Advances in Legume Research: Physiological Responses and Genetic Improvement for Stress Resistance

Effect of Drought Stress on Soybean Nodule Proteomes and Expression of Cysteine Proteases

Author(s): Phumzile Mkhize

Pp: 109-125 (17)

DOI: 10.2174/9789811479625120010009

* (Excluding Mailing and Handling)

Abstract

Soybean is a valuable crop cultivated as an excellent source of proteins, dietary fibre, and a variety of micronutrients. Rhizobia reside as symbiosomes in the infected cells of soybean nodules to fix atmospheric nitrogen. Such association ensures optimal yield and may be beneficial in quenching the use of fertilizers.

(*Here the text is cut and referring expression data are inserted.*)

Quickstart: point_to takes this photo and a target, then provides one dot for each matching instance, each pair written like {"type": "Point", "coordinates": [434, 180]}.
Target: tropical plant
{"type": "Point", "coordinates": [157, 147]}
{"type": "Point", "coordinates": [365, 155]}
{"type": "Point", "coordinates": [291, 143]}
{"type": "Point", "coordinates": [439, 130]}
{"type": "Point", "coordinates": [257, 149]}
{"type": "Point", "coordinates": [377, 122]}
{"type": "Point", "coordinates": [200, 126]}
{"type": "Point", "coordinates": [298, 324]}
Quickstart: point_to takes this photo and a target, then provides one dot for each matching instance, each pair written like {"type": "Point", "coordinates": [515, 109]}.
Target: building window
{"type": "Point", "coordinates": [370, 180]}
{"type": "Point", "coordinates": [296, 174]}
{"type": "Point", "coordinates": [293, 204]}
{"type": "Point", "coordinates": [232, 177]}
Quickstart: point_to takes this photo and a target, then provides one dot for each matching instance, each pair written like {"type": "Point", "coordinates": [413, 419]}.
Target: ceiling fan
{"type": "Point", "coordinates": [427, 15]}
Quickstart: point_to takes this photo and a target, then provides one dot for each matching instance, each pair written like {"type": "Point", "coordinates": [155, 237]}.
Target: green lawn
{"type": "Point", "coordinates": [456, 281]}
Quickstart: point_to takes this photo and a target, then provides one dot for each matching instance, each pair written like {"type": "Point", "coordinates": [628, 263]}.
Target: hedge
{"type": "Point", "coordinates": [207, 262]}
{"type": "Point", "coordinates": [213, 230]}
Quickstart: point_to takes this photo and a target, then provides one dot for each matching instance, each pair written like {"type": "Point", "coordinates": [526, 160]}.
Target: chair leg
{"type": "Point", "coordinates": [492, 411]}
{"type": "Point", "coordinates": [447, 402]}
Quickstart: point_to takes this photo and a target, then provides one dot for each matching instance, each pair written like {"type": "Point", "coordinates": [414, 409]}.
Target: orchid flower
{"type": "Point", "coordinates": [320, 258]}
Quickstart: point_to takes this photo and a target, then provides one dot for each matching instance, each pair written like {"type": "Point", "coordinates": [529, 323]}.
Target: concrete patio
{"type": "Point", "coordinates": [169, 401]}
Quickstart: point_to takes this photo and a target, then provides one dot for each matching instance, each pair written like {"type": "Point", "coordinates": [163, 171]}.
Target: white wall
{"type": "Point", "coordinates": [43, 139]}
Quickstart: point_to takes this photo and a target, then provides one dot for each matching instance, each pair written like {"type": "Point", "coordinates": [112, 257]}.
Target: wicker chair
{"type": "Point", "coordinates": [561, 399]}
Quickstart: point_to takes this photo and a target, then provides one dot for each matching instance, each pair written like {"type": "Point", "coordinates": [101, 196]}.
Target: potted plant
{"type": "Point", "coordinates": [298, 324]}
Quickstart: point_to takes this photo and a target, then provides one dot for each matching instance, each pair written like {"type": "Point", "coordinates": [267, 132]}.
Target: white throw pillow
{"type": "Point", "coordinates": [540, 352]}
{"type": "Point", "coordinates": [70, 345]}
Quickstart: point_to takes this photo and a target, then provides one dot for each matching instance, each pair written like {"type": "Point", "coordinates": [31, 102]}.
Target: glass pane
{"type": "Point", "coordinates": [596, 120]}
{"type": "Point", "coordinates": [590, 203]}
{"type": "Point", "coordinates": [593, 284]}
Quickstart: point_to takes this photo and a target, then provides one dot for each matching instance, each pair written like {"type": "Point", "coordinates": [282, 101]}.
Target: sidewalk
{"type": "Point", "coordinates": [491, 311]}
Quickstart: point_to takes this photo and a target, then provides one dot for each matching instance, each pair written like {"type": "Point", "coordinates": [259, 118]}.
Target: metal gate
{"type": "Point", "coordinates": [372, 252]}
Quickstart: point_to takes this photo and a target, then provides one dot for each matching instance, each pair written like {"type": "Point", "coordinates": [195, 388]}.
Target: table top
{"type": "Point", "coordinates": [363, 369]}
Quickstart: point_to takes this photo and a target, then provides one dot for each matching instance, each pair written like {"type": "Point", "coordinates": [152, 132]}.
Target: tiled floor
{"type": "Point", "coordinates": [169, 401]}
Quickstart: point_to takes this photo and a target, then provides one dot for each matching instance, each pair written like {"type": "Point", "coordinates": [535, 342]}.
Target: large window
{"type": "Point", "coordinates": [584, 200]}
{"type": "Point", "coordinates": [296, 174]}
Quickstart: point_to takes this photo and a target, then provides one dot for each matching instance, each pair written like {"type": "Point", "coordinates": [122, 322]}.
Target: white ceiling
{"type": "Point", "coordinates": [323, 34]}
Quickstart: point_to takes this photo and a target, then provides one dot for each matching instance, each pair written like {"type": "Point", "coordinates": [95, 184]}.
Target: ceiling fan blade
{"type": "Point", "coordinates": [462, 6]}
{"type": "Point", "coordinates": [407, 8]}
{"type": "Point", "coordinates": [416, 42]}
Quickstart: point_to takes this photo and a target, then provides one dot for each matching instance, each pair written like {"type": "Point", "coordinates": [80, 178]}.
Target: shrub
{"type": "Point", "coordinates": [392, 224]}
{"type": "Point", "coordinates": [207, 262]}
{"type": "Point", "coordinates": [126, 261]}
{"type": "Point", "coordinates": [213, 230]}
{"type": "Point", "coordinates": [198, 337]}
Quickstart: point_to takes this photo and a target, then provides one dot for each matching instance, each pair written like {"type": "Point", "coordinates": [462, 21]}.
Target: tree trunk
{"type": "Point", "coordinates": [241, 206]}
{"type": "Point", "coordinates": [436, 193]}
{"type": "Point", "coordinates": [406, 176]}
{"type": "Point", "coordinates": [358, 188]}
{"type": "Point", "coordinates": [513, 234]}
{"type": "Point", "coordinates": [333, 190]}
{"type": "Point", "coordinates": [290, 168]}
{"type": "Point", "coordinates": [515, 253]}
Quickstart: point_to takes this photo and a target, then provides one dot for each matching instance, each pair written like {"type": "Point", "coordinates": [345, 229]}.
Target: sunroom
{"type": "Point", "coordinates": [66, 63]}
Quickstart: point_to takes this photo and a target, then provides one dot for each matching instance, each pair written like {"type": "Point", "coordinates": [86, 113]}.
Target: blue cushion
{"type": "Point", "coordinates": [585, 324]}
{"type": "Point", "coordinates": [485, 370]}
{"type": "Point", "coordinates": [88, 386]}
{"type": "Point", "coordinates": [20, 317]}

However, premature nodule senescence remains one of the major problems affecting soybean growth and yield. A clear understanding of the molecular level on the resultant effects of factors that promote early nodule senescence is important. Cysteine proteases are the proteases directly involved in the commencement of early tissue senescence. Nevertheless, the studies performed on the involvement of these proteases in nodule senescence have not reached a consensus. Besides, the specific family and isoforms of cysteine proteases expressed under normal well-watered, waterlogging and water deficit conditions during nodule senescence are not clearly understood. Consequently, there is a need for conducting intensive molecular studies on the involvement of cysteine proteases in nodule senescence. Changes in the whole proteome of a healthy and a senescing nodule need to be understood to make conclusive findings on the molecular events that occur during senescence. The use of proteomic approaches to investigate the level and characteristics of the proteins in general, by preparing a protein map and its application to functional analysis in soybean nodule senescence is important in delaying premature senescence.


Keywords: Cysteine proteases, Cystatins, Drought stress, Nodule senescence, Proteomics, Rhizobia, Soybean.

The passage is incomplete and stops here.